Linear relation between batch size and inference time per batch


I made the following observation which I can not follow. I am using the deeplabv3_resnet50 model from torchvision and run it in eval mode with different batch sizes. The runtime including a torch.synchronize() are almost linear with the batch size. That means that the rate of images/second is almost constant. I also tried out different settings of cudnn.benchnmark = True/False. I was hoping to see a constant inference time per batch over all batch sizes because they are running in parallel on the gpu. Am I getting anything wrong here?
2 - 0.02s
4 - 0.031s
8 - 0.05s
16 - 0.094s
32 - 0.178s

Thanks for your help.

CUDA Version: 10.0
Tesla V100

If I understand the results correctly, the throughput would increase from 100 images/s to 180 images/s, which is not almost constant.

Generally, you should see a better throughput by increasing the batch size.
However, the overall performance also depends on other potential bottlenecks in the model architecture as well as the training routine, such as data loading.

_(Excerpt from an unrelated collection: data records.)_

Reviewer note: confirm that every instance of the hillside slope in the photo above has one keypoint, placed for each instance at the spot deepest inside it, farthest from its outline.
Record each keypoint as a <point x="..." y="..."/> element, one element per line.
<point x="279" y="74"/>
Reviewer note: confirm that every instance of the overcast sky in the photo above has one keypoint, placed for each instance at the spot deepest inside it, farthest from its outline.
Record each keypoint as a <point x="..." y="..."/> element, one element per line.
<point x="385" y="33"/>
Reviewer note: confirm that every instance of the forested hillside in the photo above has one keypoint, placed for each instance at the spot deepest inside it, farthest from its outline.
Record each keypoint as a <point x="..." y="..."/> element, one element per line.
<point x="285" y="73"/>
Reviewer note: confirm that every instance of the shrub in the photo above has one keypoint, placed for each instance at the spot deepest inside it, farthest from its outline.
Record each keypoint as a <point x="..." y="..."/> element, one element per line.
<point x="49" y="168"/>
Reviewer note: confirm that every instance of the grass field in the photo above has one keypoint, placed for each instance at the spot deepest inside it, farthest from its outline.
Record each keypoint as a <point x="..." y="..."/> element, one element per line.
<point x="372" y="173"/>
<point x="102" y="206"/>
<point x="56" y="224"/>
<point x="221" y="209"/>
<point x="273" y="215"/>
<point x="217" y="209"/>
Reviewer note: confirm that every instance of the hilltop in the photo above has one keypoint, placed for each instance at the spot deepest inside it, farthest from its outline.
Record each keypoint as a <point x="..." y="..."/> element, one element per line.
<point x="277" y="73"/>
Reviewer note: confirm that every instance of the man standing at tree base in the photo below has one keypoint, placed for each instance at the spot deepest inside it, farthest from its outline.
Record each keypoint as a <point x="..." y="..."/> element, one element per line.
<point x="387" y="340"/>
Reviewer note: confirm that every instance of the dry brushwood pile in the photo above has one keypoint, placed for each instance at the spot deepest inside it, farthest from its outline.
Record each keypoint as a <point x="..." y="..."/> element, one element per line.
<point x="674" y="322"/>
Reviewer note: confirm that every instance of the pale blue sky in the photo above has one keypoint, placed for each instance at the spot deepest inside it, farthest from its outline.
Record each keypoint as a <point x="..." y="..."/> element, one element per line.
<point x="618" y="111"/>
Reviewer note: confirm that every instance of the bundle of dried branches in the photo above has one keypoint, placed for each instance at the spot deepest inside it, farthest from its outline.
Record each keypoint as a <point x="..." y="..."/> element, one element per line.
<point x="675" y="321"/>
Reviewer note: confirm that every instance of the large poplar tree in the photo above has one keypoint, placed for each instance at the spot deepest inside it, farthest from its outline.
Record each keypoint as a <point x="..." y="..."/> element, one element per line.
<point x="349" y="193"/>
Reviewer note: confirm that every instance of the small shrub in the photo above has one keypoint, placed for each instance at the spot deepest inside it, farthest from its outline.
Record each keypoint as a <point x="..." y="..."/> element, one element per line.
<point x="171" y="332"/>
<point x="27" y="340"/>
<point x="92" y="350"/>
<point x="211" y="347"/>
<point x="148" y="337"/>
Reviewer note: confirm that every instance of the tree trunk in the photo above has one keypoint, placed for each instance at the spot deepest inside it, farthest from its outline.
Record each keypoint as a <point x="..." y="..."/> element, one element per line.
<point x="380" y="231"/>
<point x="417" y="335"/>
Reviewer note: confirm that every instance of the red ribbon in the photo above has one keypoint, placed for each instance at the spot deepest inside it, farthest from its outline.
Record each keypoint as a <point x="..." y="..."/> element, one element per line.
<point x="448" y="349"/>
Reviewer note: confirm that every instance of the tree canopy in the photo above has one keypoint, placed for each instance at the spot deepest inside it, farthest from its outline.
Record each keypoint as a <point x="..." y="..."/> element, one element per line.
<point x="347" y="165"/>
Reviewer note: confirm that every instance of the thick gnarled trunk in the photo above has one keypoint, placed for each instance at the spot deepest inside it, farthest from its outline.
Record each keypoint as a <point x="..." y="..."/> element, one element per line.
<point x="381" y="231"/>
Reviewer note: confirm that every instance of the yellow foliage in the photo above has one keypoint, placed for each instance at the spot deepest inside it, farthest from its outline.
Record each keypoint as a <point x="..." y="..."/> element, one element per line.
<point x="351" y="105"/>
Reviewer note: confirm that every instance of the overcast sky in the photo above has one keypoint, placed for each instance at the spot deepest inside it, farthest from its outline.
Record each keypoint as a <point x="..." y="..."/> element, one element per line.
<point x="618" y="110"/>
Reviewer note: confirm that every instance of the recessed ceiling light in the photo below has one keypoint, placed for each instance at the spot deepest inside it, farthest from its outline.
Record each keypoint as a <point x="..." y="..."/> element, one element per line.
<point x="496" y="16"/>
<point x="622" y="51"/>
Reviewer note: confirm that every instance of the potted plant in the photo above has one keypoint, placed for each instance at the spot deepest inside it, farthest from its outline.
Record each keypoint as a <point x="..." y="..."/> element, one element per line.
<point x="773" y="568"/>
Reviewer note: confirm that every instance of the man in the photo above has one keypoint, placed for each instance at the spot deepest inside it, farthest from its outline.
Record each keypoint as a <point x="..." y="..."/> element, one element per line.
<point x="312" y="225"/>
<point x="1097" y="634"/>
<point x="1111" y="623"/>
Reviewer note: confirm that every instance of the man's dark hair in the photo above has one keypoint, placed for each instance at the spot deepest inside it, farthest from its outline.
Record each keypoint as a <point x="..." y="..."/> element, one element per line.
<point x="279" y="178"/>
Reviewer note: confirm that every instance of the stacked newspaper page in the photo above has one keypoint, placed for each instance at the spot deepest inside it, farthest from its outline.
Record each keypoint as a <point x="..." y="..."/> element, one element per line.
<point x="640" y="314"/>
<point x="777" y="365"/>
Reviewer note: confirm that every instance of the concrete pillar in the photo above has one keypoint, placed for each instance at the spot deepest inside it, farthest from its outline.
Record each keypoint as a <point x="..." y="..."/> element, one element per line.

I would also recommend to try out the latest stable release, as some performance improvements were made. :wink:

You are right, it is not constant but still shouldn’t there be a larger increase in throughput if the batch size is x16 ?
I measured the time only for the forward pass through the network. So I think data loading should not be an issue.
I will try the latest release.

It depends on the utilization of the GPU and how/if the operations are already parallelizing in other dimensions than the batch size, such as the spatial dimensions of your input tensors.
If your GPU utilization is already high, you won’t see a linear speedup.

While training, you will of course use less iterations per epoch, which is another speedup, but unrelated to your use case.